On Sat, Jun 01, 2002 at 11:46:37PM +1000, Donovan Baarda wrote:
> On Sat, Jun 01, 2002 at 04:57:15AM -0700, jw schultz wrote:
> > On Sat, Jun 01, 2002 at 08:51:26PM +1000, Donovan Baarda wrote:
> > > On Fri, May 31, 2002 at 05:25:15PM -0700, jw schultz wrote:
> [...]
> > When i said "content-aware compressor"  what i meant was
> > that the compressor would actually analize the plaintext to
> > find semantically identifiable blocks.  For example, a large
> > HOWTO could be broken up by the level-2 headings  This would
> > be largely (not always) consistant across plaintext changes
> > without requiring any awareness of file history.  Have rsync
> > be compression aware.  When rsync hits a gziped file it
> > could treat that file as multiple streams in series where it
> > would restart the checksumming each time the compression
> > table is reset.
> 
> That's actually pretty clever... It provides a neat way around the "XML
> meta-data at the front changing" problem... just have the XML compression
> reset at suitable boundaries in the XML file...
> 
> You wouldn't need rsync to be compression aware. Provided the adjacent
> unchanged segments between compression resets were larger than the rsync
> blocksize, you would only miss block fragments at the beginning and end of
> each matching sequence(as rsync already does). However, by making rsync
> gzip-reset aware, you could do interesting things with variable block sizes,
> where the file itself specifies the rsync block boundaries. Hmmm, more
> though needed on how this would integrate with the rolling checksum
> though... I suspect you could toss the rolling checksum and just look for
> matching blocks as defined by the resets, because its not going to match at
> an arbitary byte boundary anyway.
> 
> > I can't see this actually happening but it could work where
> > the compression is done by the application that creates the
> > file.  If, and only if, that were to be done so that there
> > were enough to be worthwhile then rsync could be made
> > compression aware in this way but that would require a
> > protocol change.
> 
> putting content-aware compression resets at appropriate points will make
> files (a bit) rsyncable with rsync as it already stands. Making rsync
> compression-reset aware would only improve things a little bit. However, the
> resets _must_ be content-aware, they must occur on "likely to match"
> boundaries, not at every 4K of compressedtext as the gzip-rsyncable patch
> currently does.

chunk: section of file gzipped without reset.
block: section of file that dest has checksumed.
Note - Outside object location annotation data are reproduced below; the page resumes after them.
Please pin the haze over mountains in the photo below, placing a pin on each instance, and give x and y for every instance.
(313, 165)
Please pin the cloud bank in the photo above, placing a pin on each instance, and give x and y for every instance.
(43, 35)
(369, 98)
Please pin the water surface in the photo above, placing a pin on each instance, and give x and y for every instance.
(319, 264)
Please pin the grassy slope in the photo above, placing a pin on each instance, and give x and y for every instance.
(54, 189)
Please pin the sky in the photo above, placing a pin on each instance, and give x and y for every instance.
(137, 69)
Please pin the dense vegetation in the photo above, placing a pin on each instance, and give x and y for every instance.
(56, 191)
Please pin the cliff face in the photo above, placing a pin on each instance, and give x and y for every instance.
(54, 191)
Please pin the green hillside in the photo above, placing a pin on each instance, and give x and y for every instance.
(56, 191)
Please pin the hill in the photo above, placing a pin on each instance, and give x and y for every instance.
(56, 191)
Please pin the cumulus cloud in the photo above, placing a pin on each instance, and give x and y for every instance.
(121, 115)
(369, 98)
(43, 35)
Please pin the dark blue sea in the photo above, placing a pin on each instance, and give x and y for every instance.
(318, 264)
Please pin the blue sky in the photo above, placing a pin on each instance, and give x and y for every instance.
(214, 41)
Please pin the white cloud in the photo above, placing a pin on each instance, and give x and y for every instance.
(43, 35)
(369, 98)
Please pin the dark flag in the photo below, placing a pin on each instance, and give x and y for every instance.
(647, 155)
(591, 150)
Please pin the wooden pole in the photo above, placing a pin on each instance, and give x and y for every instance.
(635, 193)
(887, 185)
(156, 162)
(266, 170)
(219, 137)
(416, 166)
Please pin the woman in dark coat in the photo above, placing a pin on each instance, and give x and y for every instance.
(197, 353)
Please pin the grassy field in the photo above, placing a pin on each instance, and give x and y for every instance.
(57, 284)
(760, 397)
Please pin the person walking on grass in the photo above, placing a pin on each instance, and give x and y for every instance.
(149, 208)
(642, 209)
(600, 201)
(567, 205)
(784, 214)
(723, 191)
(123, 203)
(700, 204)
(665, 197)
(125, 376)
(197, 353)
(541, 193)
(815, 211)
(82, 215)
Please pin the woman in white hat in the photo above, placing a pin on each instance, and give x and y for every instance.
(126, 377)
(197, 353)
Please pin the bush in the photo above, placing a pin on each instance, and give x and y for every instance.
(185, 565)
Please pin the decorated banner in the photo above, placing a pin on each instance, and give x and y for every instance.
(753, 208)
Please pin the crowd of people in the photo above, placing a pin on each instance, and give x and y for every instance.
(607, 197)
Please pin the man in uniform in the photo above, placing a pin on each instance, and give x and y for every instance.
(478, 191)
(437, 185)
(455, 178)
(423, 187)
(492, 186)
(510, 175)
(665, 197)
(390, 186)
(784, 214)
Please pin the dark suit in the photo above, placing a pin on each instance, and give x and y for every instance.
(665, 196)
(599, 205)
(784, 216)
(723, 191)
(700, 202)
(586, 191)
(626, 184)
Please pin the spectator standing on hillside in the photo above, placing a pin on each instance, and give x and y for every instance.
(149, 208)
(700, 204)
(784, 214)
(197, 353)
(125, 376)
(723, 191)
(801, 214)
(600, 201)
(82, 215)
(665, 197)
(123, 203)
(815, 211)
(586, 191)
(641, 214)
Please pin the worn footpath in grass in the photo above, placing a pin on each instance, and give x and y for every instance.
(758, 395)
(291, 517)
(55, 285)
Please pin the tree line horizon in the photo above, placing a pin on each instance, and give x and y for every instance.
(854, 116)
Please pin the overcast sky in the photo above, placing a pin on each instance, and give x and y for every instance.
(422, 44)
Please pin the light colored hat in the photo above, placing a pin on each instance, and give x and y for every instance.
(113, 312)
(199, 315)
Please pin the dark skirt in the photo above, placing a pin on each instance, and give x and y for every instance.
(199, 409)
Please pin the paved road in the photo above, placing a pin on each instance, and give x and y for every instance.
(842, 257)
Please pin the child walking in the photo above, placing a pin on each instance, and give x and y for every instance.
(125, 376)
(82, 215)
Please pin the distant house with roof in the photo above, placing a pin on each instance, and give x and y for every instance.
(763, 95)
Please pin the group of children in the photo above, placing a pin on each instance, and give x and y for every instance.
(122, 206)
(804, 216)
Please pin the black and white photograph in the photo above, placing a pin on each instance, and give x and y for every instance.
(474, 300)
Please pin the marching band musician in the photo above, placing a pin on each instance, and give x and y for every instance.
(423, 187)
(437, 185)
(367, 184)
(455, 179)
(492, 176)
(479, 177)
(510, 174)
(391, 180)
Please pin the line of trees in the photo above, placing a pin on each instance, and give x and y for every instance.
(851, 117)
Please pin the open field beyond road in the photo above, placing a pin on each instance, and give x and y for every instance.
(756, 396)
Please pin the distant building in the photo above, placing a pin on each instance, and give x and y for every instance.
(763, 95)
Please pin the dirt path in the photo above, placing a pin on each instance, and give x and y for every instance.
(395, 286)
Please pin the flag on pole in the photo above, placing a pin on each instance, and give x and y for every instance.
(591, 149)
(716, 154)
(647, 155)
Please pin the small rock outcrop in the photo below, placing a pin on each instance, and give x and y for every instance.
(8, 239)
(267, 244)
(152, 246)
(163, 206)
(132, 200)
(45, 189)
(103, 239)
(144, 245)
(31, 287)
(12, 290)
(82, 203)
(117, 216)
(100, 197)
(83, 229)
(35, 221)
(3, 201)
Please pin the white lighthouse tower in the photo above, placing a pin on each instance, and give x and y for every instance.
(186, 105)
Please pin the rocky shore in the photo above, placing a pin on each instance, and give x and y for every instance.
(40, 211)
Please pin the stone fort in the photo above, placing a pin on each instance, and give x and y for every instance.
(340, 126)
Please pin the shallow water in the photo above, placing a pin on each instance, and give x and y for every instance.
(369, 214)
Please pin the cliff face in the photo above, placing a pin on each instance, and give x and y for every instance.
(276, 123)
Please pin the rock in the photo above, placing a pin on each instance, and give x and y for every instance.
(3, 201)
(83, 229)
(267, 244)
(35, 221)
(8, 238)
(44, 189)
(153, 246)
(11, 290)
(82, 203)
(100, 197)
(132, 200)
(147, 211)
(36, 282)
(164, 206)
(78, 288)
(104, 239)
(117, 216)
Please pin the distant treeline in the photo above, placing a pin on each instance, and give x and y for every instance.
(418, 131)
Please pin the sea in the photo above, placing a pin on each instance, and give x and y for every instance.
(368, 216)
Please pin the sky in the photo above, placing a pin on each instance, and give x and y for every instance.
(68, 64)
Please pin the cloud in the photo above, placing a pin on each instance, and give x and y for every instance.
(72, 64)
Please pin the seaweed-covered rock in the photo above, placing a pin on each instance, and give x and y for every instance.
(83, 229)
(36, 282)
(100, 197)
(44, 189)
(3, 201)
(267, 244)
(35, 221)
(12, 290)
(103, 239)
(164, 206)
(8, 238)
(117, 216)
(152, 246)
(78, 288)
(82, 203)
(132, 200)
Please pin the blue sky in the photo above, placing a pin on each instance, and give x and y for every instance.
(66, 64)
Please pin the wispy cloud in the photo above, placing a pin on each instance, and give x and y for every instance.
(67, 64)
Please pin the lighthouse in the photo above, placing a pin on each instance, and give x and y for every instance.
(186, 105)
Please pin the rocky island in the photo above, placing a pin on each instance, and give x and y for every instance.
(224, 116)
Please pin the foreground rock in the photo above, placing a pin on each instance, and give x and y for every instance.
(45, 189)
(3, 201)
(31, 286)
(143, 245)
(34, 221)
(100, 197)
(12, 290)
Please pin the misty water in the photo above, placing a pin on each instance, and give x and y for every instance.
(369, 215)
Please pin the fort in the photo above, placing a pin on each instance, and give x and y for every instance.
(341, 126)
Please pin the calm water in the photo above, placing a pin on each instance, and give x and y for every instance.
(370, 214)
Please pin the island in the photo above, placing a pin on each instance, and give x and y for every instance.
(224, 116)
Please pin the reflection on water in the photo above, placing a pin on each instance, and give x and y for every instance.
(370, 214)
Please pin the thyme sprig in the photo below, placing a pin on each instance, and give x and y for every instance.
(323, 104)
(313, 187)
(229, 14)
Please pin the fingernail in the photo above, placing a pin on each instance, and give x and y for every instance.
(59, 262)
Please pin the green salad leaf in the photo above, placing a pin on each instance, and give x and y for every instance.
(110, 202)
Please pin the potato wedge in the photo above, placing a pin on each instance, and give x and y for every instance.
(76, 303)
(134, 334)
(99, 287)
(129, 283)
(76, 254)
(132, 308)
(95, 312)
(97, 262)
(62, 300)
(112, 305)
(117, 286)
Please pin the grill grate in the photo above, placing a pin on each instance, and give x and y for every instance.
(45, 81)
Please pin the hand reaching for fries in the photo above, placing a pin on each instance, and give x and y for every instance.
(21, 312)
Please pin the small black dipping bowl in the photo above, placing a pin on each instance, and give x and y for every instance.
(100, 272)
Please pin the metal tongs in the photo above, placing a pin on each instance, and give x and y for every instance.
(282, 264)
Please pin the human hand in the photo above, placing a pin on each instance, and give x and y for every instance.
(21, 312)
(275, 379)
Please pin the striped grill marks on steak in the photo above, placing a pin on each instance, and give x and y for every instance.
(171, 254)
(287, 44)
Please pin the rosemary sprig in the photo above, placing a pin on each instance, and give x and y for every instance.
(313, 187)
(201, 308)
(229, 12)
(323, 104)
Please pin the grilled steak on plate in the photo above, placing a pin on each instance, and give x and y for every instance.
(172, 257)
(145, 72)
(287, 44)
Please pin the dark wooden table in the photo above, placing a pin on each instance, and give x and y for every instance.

The buy-back of the rolling checksums is to allow subsequent
blocks to match at different offsets when a length change
occurs mid-file.

Without a gzip reset aware variable blocksizes rsync
wouldn't gain anything from a gzip reset because the reset
would occur in the middle of a block.  The rolling checksums
would be droppable, however because matching blocks within a
gzip chunk would not be relocatable within that chunk.
For any gain rsync blocks need to have block-aligned offsets
within the gzip chunks.

> 
> > Your idea of having rsync actually do the checksums on the
> > plaintext of compressed files might have some merit in
> > future.  It would mean essentially that we would zcat the
> > source twice and the destination would be ungzipped, merged
> > and then regzipped.  Gastly as far as CPU goes but would
> > help save us network bandwidth which is growing at a lower
> > rate.  The questions are, what is the mean offset of first
> > change as a proportion of file size and are enough files
> > gzipped to merit the effort?
> 
> This is what I believe xdelta already does for compressed files. The deltas
> are computed for the uncompressed data on files that are identified as
> compressed.
> 
> I don't see why you would zcat the source twice... 
> 
> The destionation would ungzip the basis file, calculate and send a sig. The
> source would zcat the target, feeding it through the rolling checksum,
> looking for matches and sending the delta to the destination. The
> destination would receive and apply the delta, then gzip the result.

I have misstated slightly due to the time it takes for 
rsync's algorithm to sink in.  Let me rephrase.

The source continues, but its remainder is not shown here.